According to principal investigator Animesh Dhar, PhD, a protein called histone lysine demethylase 3A (KDM3A), plays a role in pancreatic cancer tumor development and regulates DCLK1, a well-known pancreatic cancer stem cell marker. “We have found reducing KDM3A in pancreatic cancer cells significantly reduces malignant properties and slows growth of tumors in mice,” Dr. Dhar said. “In contrast, overexpression of KDM3A causes significant tumor growth.”
Another piece of the puzzle
Pancreatic cancer cells thrive in low oxygen through the increased presence of hypoxia-inducible factor (HIF)-1, a protein structure that supports our body's response to low oxygen supply at the tissue level. HIF-1 is one of the primary genes that can increase vascularization by forming new blood vessels, and it is tied to cancer growth because it provides nutrients and oxygen for tumors to flourish.
In addition to discovering human pancreatic cancer samples and cell lines overexpress KDM3A, Dr. Dhar and his team have also found hypoxia increases expression of KDM3A in pancreatic cancer cells.

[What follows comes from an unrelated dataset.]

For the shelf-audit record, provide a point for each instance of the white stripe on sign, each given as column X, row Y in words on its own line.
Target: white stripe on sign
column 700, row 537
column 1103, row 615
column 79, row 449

“This study builds on our understanding of KDM3A’s role in the regulation of DCLK1. Future treatments may be able to disrupt the connection between hypoxia and KDM3A.” Dr. Dhar said. “Pancreatic ductal adenocarcinoma is the fourth leading cause of cancer-related mortality in the United States, due to its susceptibility to metastasis. We are working urgently to find a better treatment to improve survival.”